BaseReward
BaseReward(
envs: VectorEnv, device: str = 'cpu', beta: float = 1.0, kappa: float = 0.0,
gamma: Optional[float] = None, rwd_norm_type: str = 'rms', obs_norm_type: str = 'rms'
)
Base class of reward module.
Args
- envs (VectorEnv) : The vectorized environments.
- device (str) : Device (cpu, cuda, ...) on which the code should be run.
- beta (float) : The initial weighting coefficient of the intrinsic rewards.
- kappa (float) : The decay rate of the weighting coefficient.
- gamma (Optional[float]) : Intrinsic reward discount rate, default is
None
. - rwd_norm_type (str) : Normalization type for intrinsic rewards from ['rms', 'minmax', 'none'].

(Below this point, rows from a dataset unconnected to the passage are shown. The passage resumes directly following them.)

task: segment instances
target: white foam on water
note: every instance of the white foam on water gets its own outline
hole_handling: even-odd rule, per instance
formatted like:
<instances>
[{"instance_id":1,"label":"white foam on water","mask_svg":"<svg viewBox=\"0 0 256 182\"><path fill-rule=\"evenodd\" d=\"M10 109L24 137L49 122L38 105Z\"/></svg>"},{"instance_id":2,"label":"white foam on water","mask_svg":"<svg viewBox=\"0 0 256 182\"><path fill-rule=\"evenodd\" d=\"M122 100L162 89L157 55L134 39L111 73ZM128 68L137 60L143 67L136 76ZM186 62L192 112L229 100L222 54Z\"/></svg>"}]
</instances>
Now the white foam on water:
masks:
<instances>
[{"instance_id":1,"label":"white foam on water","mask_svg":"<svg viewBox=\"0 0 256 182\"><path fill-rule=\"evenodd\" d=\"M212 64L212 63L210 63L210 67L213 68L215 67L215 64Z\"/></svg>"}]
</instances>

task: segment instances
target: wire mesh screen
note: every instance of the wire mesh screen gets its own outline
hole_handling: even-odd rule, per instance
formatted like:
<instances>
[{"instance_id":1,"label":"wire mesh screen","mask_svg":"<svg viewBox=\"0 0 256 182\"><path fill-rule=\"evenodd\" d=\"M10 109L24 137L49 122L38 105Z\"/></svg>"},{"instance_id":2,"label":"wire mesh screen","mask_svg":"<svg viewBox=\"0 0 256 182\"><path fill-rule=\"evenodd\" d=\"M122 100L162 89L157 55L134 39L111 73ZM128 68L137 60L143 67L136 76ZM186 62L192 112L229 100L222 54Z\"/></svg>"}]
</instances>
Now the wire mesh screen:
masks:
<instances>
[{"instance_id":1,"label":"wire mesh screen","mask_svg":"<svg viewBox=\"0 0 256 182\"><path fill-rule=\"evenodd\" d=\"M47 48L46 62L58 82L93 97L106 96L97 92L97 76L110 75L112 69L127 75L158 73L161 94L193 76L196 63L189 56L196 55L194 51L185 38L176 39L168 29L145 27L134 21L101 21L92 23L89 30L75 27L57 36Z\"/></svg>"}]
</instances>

- obs_norm_type (str) : Normalization type for observations data from ['rms', 'none'].
Returns
Instance of the base reward module.
Methods:
.weight
Get the weighting coefficient of the intrinsic rewards.
.scale
Scale the intrinsic rewards.
Args
- rewards (th.Tensor) : The intrinsic rewards with shape (n_steps, n_envs).
Returns
The scaled intrinsic rewards.
.normalize
Normalize the observations data, especially useful for images-based observations.
.init_normalization
Initialize the normalization parameters for observations if the RMS is used.
.watch
.watch(
observations: th.Tensor, actions: th.Tensor, rewards: th.Tensor,
terminateds: th.Tensor, truncateds: th.Tensor, next_observations: th.Tensor
)
Watch the interaction processes and obtain necessary elements for reward computation.
Args
- observations (th.Tensor) : Observations data with shape (n_envs, *obs_shape).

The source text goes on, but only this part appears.